The CDC’s recommendations were not only costly and burdensome to providers, according to researchers, but resulted in “no significant decrease” in MME for patients on long-term opioid therapy. Patients on opioid therapy for less than 3 months saw their doses decline by 6%.
“In summary, from 2016 to 2022, no evidence emerged showing that UDTs were effective in improving long-term outcomes such as decreased overdoses or better pain management,” wrote lead author Andrew Quanbeck, PhD, an Associate Professor in the University of Wisconsin’s Department of Family Medicine and Community Health.
“Over time, treatment agreements and UDTs have emerged as low-value care that imposes significant costs for primary care physicians and patients.

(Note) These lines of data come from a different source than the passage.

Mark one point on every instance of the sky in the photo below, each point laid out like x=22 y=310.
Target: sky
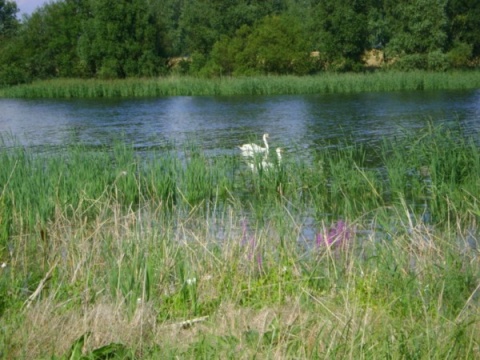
x=27 y=6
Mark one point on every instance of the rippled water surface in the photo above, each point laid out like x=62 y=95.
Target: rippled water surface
x=218 y=124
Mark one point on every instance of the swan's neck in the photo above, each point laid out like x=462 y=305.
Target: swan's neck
x=265 y=142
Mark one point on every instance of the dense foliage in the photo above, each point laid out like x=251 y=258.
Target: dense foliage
x=143 y=38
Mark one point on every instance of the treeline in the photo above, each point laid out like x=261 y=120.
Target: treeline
x=144 y=38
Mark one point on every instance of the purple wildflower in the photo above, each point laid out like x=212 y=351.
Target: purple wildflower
x=338 y=235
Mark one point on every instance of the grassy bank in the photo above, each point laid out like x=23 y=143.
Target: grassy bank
x=262 y=85
x=179 y=255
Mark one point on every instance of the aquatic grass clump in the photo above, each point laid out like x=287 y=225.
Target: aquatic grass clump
x=151 y=279
x=258 y=85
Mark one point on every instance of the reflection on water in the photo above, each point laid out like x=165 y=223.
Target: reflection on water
x=300 y=124
x=218 y=124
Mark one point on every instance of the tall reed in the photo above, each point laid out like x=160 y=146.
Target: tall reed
x=261 y=85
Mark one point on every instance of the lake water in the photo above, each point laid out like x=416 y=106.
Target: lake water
x=218 y=124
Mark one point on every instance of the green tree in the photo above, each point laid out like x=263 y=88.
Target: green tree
x=203 y=22
x=342 y=32
x=120 y=39
x=464 y=26
x=418 y=26
x=8 y=19
x=276 y=45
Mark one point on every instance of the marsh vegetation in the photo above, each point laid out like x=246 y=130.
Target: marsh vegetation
x=183 y=255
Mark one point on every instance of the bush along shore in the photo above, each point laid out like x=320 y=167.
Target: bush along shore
x=257 y=85
x=106 y=254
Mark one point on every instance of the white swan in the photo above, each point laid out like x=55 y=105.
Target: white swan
x=250 y=150
x=265 y=164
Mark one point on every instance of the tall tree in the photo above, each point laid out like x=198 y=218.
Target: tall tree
x=464 y=24
x=8 y=19
x=121 y=38
x=342 y=31
x=418 y=26
x=203 y=22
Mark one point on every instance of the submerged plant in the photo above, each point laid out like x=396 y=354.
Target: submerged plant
x=338 y=235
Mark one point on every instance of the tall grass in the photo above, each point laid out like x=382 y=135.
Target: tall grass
x=105 y=253
x=261 y=85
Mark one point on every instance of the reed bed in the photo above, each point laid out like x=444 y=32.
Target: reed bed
x=261 y=85
x=106 y=254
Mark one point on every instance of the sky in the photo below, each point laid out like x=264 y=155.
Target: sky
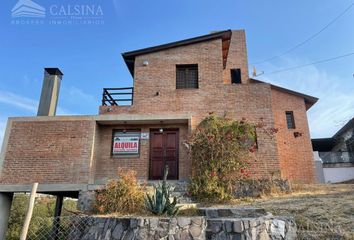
x=89 y=54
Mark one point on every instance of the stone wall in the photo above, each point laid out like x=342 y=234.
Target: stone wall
x=217 y=224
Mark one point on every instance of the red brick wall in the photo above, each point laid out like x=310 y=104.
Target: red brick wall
x=295 y=153
x=48 y=152
x=107 y=165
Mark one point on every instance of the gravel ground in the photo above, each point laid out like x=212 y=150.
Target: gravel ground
x=320 y=211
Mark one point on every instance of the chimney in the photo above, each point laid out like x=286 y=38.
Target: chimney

Results suggest that health systems have an opportunity to shift focus from costly surveillance tools to inexpensive, holistic screening for pain, function, and quality of life and careful initiation of opioids for new patients.”
The study, published in the Annals of Family Medicine, is one of the few to analyze the long-term impact of the original CDC guideline.
It’s important to note that the CDC updated its guideline in 2022 to give more “flexibility” to doctors prescribing opioids. However, many of the agency’s 2016 recommendations were so stringently adopted by states, healthcare systems, insurers, and even law enforcement agencies that they remain unchanged – even though there were many reports of patients being harmed by them.
“It is clear that the CDC Guideline has harmed many patients,” the American Medical Association wrote in a 2020 letter to the CDC. “In many cases, health insurance plans and pharmacy benefit managers have used the 2016 CDC Guidelines to justify inappropriate one-size-fits-all restrictions on opioid analgesics while also maintaining restricted access to other therapies for pain.”
The Food and Drug Administration also warned the CDC guideline was causing “serious harm” to patients, including forced tapers, uncontrolled pain, psychological distress and suicide.
In a 2022 PNN survey of over 2,500 patients and providers, nearly 85% said the agency should not have guidelines for opioid prescribing and pain treatment. Over 93% said the guideline made the quality of pain care in the United States worse.